I've been asked to prove that: $$ \sum\limits_{k=0}^{n}\sin(kx)=\frac{1}{2}\cot(x/2)-\frac{\cos(nx+(x/2))}{2\sin(x/2)} $$ When $0<x<2\pi$.
I know there are many similar posts on this site, but using $\cos(kx)$ instead, that's why I created this post, I can't get to the $1/2\cot$ in this one.

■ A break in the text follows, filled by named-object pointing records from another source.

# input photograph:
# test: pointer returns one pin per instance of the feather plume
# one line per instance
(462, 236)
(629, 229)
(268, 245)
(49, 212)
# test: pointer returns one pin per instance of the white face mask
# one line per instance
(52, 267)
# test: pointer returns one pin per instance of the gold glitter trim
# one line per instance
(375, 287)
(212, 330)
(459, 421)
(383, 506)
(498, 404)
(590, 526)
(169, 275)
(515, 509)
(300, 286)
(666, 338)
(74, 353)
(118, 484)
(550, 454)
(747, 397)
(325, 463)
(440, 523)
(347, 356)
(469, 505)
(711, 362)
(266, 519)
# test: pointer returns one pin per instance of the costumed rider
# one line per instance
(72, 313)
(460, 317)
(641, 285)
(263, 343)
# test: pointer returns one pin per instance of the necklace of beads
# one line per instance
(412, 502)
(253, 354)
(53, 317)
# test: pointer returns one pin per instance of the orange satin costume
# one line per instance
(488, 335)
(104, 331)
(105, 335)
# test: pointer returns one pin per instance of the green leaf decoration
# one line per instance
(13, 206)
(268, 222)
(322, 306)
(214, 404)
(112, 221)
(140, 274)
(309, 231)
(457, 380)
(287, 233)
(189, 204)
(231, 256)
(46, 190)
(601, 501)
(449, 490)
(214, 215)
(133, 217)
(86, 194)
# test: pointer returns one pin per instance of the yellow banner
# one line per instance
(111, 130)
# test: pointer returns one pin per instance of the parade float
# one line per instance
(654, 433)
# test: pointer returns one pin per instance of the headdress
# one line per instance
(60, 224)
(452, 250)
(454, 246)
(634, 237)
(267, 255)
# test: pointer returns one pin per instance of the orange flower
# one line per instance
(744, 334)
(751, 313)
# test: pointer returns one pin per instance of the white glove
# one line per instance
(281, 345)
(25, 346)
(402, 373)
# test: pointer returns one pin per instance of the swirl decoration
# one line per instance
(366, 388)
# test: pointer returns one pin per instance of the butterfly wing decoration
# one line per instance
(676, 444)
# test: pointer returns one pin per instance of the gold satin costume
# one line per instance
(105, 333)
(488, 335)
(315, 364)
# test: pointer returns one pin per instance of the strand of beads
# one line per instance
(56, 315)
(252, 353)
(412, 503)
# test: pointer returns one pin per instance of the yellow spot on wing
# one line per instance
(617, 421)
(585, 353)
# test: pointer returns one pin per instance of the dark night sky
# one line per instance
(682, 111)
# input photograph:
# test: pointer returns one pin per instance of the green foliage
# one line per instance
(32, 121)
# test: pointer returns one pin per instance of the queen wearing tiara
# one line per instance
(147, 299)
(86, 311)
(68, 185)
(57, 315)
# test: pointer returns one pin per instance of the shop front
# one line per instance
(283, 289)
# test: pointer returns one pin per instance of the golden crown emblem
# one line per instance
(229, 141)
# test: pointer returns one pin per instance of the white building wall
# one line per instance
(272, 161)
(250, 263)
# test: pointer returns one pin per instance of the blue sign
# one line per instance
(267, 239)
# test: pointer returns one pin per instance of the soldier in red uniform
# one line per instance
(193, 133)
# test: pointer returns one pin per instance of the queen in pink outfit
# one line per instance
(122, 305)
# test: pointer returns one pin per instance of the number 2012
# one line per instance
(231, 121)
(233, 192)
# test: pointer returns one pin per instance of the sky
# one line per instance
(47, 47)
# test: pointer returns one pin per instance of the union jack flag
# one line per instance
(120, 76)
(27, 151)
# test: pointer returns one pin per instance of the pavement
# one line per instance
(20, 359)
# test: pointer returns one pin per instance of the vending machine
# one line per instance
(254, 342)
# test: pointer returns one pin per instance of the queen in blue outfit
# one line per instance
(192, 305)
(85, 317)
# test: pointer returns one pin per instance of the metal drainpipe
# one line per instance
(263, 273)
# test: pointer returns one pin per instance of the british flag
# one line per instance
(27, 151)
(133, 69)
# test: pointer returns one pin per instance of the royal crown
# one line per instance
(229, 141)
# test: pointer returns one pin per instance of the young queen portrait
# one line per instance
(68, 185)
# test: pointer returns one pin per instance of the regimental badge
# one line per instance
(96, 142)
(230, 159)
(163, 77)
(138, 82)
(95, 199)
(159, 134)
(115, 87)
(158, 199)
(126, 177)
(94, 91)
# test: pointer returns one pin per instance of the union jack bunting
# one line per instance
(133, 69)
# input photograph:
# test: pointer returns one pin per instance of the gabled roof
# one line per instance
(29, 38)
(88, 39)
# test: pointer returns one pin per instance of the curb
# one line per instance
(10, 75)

Thanks!
$$\begin{align}\sum\limits_{k=0}^{n}\sin(kx) &= \Im\left(\frac{e^{i(n+1)x}-1}{e^{ix}-1}\right)\\ &= \Im\left(\frac{e^{\frac{i(n+1)x}2}}{e^{\frac{ix}2}}\frac{\left(e^{\frac{i(n+1)x}2}-e^{-\frac{i(n+1)x}2}\right)}{\left( e^{\frac{ix}2}-e^{-\frac{ix}2}\right)}\right)\\&= \Im\left(e^{\frac{inx}2}\frac{2i\sin\frac{(n+1)x}2}{2i\sin{\frac{x}2}}\right)\end{align}$$ Applying $e^{iy}-e^{-iy}=2i\sin y,$
$$\begin{align}\sum\limits_{k=0}^{n}\sin(kx) &= \Im\left(\left(\cos\frac{nx}2+i\sin\frac{nx}2\right)\frac{\sin\frac{(n+1)x}2}{\sin{\frac{x}2}}\right)\\ &= \sin\frac{nx}2 \frac{\sin\frac{(n+1)x}2}{\sin{\frac{x}2}},\end{align}$$ then I don't know what to do.
You asked to prove this by DeMovire's formula, which states $$e^{ikx} = (\cos x + \sin x)^k = \cos kx + \sin kx.$$
Everything you did until the final line is correct.
The final move is to do the following, $$\sin \left ( \frac{nx}{2} \right ) \frac{\sin\frac{(n+1)x}2}{\sin{\frac{x}2}} = \frac{\cos(x/2) - \cos(n + 1/2)x}{2\sin \left ( x/2 \right )} = \frac{1}{2}\cot x/2 - \frac{\cos(n + 1/2)x}{2\sin \left ( x/2 \right)}.$$
where we have used the fact that $$\sin u \sin v = \frac{1}{2} \left ( \cos(u - v) - \cos(u + v) \right )$$